Saunieren senkt Risiko für Schlaganfall


Saunieren verhilft zu einem gesünderen Leben.

Wer mehrmals wöchentlich in die Sauna geht, kann laut einer Studie das Risiko eines Schlaganfalls deutlich reduzieren.

Wer mehrmals wöchentlich in die Sauna geht, kann sein Risiko, einen Schlaganfall zu erleiden, um bis zu 61 Prozent senken, schreibt Pamela Dörhöfer in der "Frankfurter Rundschau". Zu diesem Ergebnis ist ein Team von Wissenschaftlern der Universitäten Innsbruck und Ostfinnland gekommen.

In einer gemeinsamen, über 15 Jahre laufende Beobachtungsstudie hatten die Forscher das Sauna-Verhalten von mehr als 1600 Frauen und Männern im Alter zwischen 53 und 74 Jahren untersucht. Alle Teilnehmer sind Saunagänger, ein Teil geht einmal, die zweite Gruppe zwei- bis dreimal, die dritte sogar an vier bis sieben Tagen in der Woche zum Schwitzen.

Demnach beeinflusst die Frequenz der Saunabesuche das Risiko "unabhängig von anderen Parametern wie Alter, Geschlecht, Lebensstil, Body Mass Index und kardiovaskulären Vorerkrankungen", heißt es in einer Mitteilung der Medizinischen Universität Innsbruck heisst.

Konkret bedeutet das: Das Risiko, einen Schlaganfall zu erleiden, sinkt mit der Häufigkeit von Saunabesuchen, erläutert Peter Willeit, Epidemiologe an der Universitätsklinik für Neurologie der Medizin der Uni Innsbruck.

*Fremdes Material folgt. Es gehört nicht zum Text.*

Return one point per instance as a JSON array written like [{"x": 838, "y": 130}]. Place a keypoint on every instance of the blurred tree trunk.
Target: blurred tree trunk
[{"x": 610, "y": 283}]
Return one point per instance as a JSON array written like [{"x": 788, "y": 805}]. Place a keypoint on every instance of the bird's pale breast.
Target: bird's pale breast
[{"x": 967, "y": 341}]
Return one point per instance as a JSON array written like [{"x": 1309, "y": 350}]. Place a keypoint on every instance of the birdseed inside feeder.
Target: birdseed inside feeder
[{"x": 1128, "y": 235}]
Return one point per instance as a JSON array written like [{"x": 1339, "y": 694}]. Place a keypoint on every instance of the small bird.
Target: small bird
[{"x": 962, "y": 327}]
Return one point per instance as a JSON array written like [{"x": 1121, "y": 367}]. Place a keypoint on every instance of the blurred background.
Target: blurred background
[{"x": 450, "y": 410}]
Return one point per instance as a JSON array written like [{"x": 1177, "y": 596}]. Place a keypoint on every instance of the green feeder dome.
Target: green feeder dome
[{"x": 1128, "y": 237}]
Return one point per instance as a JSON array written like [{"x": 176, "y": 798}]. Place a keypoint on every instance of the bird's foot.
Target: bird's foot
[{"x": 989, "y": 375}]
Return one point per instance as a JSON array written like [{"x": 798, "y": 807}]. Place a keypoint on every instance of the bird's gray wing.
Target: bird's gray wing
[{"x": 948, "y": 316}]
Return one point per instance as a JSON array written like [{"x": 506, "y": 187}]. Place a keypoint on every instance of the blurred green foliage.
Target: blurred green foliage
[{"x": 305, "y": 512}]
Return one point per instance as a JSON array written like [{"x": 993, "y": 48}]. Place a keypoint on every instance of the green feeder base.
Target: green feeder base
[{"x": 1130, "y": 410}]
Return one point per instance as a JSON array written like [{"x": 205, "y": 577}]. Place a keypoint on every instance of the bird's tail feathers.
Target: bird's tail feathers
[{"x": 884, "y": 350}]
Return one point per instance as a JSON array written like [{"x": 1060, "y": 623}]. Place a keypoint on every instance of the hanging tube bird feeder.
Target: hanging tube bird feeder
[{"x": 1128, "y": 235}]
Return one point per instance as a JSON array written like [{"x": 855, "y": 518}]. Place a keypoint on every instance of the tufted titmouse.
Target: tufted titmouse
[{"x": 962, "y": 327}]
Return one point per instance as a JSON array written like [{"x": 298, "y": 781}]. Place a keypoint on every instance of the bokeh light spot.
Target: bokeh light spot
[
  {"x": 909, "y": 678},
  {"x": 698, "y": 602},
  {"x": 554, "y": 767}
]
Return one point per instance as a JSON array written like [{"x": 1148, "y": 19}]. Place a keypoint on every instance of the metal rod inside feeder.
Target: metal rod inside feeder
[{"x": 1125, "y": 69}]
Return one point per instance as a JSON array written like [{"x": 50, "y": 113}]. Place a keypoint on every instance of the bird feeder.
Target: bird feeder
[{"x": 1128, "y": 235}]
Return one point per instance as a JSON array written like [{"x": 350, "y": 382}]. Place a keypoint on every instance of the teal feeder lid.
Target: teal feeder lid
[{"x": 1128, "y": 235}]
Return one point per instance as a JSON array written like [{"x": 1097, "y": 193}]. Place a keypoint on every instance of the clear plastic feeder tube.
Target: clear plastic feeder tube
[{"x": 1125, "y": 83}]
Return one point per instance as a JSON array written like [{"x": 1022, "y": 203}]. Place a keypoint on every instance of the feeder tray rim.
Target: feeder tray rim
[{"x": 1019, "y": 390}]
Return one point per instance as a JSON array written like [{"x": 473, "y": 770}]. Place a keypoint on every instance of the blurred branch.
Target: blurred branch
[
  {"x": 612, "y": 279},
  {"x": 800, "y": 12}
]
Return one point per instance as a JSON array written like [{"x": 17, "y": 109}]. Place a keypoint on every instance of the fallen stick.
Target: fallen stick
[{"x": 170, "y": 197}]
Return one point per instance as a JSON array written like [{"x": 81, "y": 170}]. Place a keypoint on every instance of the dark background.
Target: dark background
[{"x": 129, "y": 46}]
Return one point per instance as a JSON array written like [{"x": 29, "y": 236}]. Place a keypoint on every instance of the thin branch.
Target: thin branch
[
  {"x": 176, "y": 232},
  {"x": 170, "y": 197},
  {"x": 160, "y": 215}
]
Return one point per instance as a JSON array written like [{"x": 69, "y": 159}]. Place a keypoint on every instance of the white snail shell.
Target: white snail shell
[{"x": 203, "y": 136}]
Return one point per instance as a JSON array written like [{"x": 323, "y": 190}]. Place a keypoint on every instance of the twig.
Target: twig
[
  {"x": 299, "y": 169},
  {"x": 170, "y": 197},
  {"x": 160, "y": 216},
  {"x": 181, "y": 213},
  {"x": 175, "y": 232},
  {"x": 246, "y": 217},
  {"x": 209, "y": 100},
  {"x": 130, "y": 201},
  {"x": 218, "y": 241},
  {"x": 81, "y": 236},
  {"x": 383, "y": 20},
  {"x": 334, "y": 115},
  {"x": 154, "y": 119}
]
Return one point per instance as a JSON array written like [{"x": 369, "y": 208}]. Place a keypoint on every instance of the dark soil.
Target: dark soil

Im Detail: Zwei bis drei Saunagänge in der Woche verringern das Schlaganfallrisiko gegenüber einem einmal wöchentlichen Saunabad um 14 Prozent. Teilnehmer, die vier- bis siebenmal pro Woche saunieren, haben bereits ein um 61 Prozent niedrigeres Risiko.

Nach Angaben der Forscher gelten die Ergebnisse für Männer und Frauen in gleichem Masse. Frühere Untersuchungen im Rahmen der Studie hatten bereits gezeigt, dass häufige Saunabesuche mit einem niedrigeren Risiko für andere Herz-Kreislauf-Erkrankungen und für Bluthochdruck einhergehen - was wiederum einen Effekt auf das Schlaganfallrisiko haben könnte.

Auch die Stimulierung des Immunsystems, der positive Einfluss auf das autonome Nervensystem und die Reduktion von oxidativem Stress nach Saunagängen könnten Erklärungen sein, so die Forscher. Eine generelle Empfehlung für häufiges Saunieren sprechen sie dennoch nicht aus.

"Menschen mit kardialen Vorerkrankungen sollten unbedingt mit ihrem Arzt beziehungsweise ihrer Ärztin Rücksprache halten, ob und in welchem Ausmass Saunabesuche für sie möglich sind", sagt Willeit.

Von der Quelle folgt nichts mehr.